Call VERIFICATIONS.labels(result=result.result.value).inc() in your verification handler after each call.


OpenTelemetry integration

If your stack uses OpenTelemetry instead of direct Prometheus:

from opentelemetry import metrics
from opentelemetry.sdk.metrics import MeterProvider

provider = MeterProvider()
metrics.set_meter_provider(provider)
meter = metrics.get_meter("agent-manifest")

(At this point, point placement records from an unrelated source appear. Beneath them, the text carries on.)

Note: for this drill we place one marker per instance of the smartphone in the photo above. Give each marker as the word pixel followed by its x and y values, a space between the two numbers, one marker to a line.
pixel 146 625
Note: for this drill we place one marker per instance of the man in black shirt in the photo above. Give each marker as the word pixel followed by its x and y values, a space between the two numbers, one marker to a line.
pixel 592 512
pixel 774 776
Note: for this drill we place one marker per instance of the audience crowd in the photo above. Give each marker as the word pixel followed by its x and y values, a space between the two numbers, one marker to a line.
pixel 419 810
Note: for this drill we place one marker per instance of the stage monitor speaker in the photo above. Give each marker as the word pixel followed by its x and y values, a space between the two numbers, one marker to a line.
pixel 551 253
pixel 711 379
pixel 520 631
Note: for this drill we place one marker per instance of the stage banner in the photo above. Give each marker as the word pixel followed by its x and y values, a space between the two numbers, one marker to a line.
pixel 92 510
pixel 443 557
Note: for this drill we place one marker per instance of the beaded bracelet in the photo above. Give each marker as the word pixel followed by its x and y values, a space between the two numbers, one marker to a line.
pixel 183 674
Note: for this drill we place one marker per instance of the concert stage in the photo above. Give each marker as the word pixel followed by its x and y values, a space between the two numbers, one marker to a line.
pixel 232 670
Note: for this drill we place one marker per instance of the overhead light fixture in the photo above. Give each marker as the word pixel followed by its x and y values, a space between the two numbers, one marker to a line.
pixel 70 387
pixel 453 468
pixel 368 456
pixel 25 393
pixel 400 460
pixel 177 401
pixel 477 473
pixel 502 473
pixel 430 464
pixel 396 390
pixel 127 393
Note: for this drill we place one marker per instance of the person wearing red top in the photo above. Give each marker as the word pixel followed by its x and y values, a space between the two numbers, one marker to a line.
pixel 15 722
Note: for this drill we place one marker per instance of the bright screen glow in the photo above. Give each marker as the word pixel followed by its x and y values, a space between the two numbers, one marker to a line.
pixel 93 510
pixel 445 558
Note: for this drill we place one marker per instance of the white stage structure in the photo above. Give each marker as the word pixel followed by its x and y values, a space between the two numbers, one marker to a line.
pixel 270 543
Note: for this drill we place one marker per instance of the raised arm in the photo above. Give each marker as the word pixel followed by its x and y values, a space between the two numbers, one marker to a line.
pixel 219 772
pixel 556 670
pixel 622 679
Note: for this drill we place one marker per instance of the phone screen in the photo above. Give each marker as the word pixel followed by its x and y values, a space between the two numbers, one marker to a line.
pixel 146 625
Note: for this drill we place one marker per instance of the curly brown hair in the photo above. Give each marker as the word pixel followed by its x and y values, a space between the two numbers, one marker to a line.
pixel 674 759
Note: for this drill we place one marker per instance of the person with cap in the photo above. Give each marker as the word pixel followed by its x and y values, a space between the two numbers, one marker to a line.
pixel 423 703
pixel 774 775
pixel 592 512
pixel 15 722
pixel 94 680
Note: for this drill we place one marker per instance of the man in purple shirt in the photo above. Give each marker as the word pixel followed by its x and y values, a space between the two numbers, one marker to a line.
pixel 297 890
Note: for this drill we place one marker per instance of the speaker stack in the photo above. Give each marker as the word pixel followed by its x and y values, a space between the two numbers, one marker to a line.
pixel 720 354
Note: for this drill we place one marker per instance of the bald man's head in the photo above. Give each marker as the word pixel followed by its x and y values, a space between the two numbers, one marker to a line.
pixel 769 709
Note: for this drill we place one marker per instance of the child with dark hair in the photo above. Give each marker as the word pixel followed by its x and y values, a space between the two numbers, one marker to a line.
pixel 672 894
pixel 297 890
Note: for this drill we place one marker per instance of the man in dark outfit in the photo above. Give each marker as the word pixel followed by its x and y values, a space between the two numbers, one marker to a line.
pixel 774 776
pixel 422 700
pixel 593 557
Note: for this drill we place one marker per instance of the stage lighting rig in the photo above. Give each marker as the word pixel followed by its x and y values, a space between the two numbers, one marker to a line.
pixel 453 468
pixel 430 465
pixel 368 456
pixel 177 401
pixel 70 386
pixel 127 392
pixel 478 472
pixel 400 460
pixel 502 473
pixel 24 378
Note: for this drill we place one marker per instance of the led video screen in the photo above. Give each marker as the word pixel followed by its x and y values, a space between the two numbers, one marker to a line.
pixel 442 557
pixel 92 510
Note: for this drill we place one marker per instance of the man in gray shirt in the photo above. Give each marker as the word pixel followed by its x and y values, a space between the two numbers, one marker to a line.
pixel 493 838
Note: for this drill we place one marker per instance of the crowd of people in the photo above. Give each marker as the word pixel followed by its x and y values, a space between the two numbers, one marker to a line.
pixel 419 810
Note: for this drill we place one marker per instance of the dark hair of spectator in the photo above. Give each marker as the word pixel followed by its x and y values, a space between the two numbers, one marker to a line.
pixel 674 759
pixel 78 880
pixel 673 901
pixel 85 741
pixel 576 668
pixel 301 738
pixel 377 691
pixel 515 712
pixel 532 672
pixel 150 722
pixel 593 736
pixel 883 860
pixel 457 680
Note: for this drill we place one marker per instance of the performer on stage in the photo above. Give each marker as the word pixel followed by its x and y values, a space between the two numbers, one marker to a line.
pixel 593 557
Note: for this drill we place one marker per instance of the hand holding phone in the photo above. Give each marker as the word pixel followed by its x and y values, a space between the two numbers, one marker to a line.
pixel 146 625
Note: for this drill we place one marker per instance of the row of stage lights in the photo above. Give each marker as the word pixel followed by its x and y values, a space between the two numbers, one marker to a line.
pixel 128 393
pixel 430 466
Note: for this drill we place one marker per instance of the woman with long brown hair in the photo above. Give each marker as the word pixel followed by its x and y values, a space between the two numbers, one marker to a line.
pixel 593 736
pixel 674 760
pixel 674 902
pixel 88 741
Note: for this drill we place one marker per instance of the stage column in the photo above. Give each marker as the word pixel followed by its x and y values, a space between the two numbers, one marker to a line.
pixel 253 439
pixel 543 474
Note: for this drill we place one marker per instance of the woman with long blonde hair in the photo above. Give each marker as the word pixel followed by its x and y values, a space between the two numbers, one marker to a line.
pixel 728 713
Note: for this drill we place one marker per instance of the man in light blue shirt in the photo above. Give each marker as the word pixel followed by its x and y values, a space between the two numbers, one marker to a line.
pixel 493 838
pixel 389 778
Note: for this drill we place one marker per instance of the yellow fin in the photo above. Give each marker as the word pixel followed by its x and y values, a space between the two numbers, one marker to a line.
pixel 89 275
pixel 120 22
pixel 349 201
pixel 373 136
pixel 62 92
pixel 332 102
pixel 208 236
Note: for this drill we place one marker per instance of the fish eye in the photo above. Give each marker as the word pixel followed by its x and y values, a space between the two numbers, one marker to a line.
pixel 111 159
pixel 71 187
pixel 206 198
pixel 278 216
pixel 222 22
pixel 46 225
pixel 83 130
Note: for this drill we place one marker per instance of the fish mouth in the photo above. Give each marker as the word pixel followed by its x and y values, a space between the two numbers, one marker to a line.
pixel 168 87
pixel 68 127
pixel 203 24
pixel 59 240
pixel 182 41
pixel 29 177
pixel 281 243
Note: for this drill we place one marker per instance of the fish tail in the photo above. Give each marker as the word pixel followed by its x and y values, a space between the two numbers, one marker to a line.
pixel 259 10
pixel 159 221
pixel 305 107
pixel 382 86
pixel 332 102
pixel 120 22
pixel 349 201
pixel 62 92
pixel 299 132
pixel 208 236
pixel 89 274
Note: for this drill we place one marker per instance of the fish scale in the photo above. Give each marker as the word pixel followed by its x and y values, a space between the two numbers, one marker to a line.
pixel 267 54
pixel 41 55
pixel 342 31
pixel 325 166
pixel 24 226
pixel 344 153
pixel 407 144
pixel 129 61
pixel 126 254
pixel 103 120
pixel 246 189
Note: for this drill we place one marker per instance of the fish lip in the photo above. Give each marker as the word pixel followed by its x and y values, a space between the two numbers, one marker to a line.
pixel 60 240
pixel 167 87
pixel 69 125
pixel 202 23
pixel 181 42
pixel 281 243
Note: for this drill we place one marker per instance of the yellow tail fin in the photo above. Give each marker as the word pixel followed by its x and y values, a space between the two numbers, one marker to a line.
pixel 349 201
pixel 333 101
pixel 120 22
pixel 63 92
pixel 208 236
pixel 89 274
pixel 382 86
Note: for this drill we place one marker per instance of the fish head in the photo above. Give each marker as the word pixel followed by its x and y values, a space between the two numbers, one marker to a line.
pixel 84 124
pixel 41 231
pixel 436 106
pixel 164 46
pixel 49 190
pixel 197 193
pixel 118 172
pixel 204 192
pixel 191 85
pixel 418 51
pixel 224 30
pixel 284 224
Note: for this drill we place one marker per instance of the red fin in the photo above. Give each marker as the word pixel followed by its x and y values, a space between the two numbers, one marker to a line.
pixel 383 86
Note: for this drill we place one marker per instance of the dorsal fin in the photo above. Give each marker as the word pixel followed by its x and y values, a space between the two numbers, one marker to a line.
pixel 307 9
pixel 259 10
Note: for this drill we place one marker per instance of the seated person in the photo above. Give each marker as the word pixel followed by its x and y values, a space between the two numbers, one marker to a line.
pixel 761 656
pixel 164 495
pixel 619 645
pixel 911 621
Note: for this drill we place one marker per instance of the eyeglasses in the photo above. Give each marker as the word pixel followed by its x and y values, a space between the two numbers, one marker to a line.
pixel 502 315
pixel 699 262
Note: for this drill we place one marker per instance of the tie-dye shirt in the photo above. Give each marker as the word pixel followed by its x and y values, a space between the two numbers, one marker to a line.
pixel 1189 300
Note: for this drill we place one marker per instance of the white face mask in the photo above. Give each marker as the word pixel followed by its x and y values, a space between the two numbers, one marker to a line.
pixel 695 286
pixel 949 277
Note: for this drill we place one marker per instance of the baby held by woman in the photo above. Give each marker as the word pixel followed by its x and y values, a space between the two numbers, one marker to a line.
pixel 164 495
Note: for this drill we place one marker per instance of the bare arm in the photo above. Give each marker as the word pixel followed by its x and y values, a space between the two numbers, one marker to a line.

verifications = meter.create_counter(
    "agent_manifest.verifications",
    description="Total verification requests",
)
verification_latency = meter.create_histogram(
    "agent_manifest.verification.duration",
    unit="s",
    description="End-to-end verification latency",
)

# In your handler:
verifications.add(1, {"result": result.result.value})
verification_latency.record(duration, {"result": result.result.value})

Alert conditions

Critical alerts (page immediately)

Condition PromQL Meaning
INVALID spike rate(agent_manifest_verifications_total{result="MISMATCH"}[5m]) > 0.1 Possible artifact tampering or replay attack
REVOKED spike rate(agent_manifest_verifications_total{result="REVOKED"}[5m]) > 0.5 Active incident - multiple manifests being revoked
Verifier unreachable absent(agent_manifest_verifications_total) Verification sidecar is down

Warning alerts (page next business day)

Condition PromQL Meaning
High p99 latency histogram_quantile(0.99, rate(agent_manifest_verification_duration_seconds_bucket[5m])) > 0.2 CRL or Rekor lookup is slow
EXPIRED manifests accumulating rate(agent_manifest_verifications_total{result="EXPIRED"}[1h]) > 0.01 Issuance pipeline not refreshing manifests
Level 0 agents above threshold agent_manifest_manifests_active{attestation_level="0"} > 5 Unattested agents in production

Prometheus alert rules

groups:
  - name: agent-manifest
    rules:
      - alert: ManifestTamperingDetected
        expr: rate(agent_manifest_verifications_total{result="MISMATCH"}[5m]) > 0.1
        for: 2m
        labels:
          severity: critical
        annotations:
          summary: Manifest artifact mismatch rate elevated
          description: Possible artifact tampering or key compromise. Rate = {{ $value }} req/s.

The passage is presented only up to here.